After failing in exercising, Louie talks with his neighbor Jeff (Josh Hamilton), who frequently smokes marijuana. Pressured by Jeff, Louie joins him in smoking marijuana. However, Louie smokes far too much and starts hallucinating. The next day, he recovers from his hangover, although he now hears people speaking gibberish. While leaving a coffee shop, he finds a Husky chained to a fence and decides to adopt a dog. At the shelter, he picks up an adult dog. When he takes him to his apartment, the dog shortly dies and is taken by animal control.

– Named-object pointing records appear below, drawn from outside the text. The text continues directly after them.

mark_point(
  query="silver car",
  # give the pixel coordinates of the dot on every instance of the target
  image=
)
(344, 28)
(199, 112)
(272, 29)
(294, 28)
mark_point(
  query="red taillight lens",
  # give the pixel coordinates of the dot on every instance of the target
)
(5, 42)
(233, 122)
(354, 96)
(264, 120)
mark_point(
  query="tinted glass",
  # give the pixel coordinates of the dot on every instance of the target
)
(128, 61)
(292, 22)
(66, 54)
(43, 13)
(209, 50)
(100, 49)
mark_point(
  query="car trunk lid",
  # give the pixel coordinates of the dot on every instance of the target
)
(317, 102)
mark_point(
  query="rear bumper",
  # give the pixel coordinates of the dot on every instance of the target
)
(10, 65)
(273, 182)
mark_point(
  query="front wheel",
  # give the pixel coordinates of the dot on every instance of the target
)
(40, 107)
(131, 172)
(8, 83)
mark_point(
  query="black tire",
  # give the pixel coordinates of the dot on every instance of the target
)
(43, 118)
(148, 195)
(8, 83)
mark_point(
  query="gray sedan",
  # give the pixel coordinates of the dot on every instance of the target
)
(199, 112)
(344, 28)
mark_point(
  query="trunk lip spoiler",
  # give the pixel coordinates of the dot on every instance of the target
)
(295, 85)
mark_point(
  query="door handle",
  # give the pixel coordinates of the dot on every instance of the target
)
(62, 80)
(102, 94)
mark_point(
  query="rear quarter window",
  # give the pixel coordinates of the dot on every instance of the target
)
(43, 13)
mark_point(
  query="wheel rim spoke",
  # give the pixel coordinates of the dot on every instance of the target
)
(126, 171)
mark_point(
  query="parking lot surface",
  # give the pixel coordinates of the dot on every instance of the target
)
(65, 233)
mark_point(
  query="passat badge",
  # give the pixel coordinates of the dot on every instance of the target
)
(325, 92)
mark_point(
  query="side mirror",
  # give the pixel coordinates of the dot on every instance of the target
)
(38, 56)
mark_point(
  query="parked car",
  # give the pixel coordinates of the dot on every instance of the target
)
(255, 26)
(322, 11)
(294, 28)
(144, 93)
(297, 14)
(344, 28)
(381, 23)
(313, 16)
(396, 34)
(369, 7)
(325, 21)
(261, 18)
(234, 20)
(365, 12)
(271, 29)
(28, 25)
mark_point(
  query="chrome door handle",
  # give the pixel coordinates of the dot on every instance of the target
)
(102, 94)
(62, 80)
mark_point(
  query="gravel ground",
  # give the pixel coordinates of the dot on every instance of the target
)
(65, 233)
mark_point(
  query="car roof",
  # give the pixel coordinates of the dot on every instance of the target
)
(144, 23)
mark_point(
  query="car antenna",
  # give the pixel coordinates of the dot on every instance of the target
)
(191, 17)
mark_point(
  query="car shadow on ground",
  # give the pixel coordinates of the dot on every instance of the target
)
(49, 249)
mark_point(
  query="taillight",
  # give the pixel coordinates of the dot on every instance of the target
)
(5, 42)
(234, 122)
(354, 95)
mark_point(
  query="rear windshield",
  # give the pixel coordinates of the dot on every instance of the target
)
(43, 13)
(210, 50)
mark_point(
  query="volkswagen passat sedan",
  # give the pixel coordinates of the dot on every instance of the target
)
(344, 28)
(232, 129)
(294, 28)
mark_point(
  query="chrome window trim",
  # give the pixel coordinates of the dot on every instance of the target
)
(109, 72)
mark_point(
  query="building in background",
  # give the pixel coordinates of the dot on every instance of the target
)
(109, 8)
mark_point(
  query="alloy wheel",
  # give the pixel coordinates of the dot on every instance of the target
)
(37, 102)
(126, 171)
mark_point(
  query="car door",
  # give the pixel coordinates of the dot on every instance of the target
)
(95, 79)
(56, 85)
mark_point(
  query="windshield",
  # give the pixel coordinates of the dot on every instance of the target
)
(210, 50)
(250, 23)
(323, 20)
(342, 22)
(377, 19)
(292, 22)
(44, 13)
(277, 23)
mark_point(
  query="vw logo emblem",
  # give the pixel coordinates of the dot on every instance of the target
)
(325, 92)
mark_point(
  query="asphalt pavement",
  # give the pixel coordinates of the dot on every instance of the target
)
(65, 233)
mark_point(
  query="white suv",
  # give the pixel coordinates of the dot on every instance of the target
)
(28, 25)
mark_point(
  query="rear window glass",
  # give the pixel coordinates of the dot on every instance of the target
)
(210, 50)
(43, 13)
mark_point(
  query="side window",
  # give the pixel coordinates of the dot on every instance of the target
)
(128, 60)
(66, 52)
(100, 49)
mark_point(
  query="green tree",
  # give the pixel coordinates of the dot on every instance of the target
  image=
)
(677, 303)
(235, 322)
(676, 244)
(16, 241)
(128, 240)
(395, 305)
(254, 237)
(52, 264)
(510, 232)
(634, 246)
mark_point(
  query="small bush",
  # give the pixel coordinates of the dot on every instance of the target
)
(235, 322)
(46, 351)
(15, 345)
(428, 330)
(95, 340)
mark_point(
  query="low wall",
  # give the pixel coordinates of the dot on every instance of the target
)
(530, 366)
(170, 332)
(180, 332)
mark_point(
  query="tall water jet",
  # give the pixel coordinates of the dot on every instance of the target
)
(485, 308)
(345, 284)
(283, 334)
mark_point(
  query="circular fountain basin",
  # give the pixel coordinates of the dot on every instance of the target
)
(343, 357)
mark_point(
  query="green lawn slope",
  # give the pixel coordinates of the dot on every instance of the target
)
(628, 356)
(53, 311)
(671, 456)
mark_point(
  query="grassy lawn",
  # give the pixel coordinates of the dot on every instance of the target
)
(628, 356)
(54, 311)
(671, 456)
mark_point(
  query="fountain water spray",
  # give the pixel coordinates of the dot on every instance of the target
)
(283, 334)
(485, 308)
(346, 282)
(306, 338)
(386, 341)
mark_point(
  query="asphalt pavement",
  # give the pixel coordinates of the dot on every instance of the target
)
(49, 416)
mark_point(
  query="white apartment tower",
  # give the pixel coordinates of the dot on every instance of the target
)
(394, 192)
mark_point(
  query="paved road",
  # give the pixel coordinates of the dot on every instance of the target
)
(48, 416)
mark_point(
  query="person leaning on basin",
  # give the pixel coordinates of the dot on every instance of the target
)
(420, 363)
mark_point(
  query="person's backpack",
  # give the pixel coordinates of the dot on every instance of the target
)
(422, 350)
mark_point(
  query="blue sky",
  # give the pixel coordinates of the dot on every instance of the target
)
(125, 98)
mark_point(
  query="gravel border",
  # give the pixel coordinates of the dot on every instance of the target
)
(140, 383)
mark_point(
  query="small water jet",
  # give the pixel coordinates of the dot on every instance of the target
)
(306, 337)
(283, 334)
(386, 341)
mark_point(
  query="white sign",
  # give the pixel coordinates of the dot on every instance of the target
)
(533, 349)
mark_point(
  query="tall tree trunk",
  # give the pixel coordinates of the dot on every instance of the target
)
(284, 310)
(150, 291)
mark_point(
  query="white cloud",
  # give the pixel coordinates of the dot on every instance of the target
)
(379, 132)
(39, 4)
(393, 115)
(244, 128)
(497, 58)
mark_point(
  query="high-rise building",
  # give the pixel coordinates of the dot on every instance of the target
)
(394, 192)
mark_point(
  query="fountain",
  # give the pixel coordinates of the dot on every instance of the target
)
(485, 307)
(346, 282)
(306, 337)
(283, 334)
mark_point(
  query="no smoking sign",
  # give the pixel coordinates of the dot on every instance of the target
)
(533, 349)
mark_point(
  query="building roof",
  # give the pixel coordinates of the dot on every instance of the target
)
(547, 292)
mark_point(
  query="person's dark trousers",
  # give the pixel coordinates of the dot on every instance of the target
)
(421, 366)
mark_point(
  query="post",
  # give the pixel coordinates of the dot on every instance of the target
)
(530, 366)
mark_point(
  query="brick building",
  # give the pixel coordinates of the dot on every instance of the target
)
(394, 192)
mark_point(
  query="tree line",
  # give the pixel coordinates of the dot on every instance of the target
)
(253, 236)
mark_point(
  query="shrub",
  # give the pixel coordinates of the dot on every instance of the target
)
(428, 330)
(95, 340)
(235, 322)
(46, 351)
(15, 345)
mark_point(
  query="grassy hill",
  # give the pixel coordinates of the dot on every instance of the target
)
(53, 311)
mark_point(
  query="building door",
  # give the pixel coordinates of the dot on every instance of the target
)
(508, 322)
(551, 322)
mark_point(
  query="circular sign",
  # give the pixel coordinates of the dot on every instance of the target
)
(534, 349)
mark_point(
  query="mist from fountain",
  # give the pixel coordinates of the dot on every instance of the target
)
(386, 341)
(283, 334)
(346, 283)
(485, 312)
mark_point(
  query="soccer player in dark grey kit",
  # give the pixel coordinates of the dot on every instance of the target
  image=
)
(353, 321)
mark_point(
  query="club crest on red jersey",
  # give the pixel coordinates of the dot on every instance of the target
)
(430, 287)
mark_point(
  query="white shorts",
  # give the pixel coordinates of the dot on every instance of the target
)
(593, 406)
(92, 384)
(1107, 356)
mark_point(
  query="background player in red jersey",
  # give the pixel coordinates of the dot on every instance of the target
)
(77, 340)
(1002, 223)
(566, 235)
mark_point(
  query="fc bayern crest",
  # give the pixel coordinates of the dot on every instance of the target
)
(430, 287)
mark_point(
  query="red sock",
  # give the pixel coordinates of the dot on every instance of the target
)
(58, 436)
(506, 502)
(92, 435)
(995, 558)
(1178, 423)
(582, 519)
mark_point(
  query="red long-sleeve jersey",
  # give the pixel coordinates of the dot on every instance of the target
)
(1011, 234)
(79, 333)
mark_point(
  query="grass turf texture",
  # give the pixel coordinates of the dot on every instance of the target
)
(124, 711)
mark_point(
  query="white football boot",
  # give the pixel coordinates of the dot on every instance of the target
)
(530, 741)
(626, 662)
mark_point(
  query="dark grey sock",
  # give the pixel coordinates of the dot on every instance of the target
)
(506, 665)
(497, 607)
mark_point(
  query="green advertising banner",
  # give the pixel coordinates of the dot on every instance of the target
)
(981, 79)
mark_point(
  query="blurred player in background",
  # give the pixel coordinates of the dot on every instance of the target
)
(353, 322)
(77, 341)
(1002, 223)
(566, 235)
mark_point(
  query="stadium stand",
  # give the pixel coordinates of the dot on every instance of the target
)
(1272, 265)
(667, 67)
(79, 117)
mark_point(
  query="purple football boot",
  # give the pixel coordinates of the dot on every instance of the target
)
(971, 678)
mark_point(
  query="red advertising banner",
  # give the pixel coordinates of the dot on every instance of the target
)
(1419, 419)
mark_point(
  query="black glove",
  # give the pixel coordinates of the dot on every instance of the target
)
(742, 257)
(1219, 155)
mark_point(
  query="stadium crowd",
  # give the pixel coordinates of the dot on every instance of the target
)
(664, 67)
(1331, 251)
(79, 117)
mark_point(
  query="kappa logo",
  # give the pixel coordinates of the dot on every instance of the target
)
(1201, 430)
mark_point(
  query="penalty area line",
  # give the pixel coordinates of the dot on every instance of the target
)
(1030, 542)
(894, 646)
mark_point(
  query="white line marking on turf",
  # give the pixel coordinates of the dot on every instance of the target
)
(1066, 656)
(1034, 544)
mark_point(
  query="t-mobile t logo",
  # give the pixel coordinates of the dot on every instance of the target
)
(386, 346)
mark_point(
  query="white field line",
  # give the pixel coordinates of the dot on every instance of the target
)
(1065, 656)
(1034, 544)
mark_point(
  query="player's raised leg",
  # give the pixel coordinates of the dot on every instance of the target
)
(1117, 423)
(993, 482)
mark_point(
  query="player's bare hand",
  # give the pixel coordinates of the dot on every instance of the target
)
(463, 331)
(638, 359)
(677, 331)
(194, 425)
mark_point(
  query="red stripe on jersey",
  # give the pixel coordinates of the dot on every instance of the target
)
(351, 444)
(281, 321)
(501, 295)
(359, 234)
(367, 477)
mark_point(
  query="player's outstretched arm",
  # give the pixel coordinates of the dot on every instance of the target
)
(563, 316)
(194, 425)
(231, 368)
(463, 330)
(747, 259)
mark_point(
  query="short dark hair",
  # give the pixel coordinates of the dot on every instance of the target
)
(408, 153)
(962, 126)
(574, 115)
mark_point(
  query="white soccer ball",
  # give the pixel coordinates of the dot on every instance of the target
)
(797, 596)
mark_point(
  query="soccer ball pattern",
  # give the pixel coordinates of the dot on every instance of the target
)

Right after animal control leaves, his children arrive at his apartment. Louie takes them back inside, telling he had a good weekend.

==Production==
===Development===
The episode was written and directed by series creator and lead actor Louis C.K., marking his eighth writing and directing credit for the series.

==Reception==
===Viewers===
In its original American broadcast, "Double Date/Mom" was seen by an estimated 0.777 million household viewers with a 0.4 in the 18-49 demographics. This means that 0.4 percent of all households with televisions watched the episode. This was a 33% increase in viewership from the previous episode, which was watched by 0.581 million viewers with a 0.3 in the 18-49 demographics.

===Critical reviews===
"Dogpound" received extremely positive reviews from critics. Nathan Rabin of The A.V. Club gave the episode an "A–" grade and wrote, "Tonight's episode broke many of the show’s quasi-conventions. In lieu of two short films, sometimes connected, sometimes not, it offered one overarching narrative, tonight's episode offered one narrative that ran through the entire episode. In lieu of a constantly changing cast it brought back a pair of semi-regulars only to discard them in the early going. It fucked around with audience expectations and delivered a never-ending string of inspired non-sequiturs. It felt throughout like a weird dream, the kind you're semi-sorry you have to wake from."

Alan Sepinwall of HitFix wrote, "Every episode of Louie is told from Louis C.K.'s distinct, self-loathing point of view, but 'Dogpound' did an especially good job of putting you inside Louie's head, whether it was the paranoia that came from smoking weed for the first time in a long time, or the rest of humanity seeming very much like a gibberish-spouting zombie apocalypse the morning after."

Emily St. James of Los Angeles Times wrote, "'Dogpound' pulled off the difficult trick of being both funny and kind of miserable, without making the audience want to kill itself. It just might have been the most consistent episode of Louie yet." Ian McDonald of TV Overmind wrote, "Like the preceding episode, this week's episode was light on out loud laughs. Again, that's not to say it was any less funny than any other episode. Think of tonight's episode as one single joke with a great lead-in and one hell of a punchline."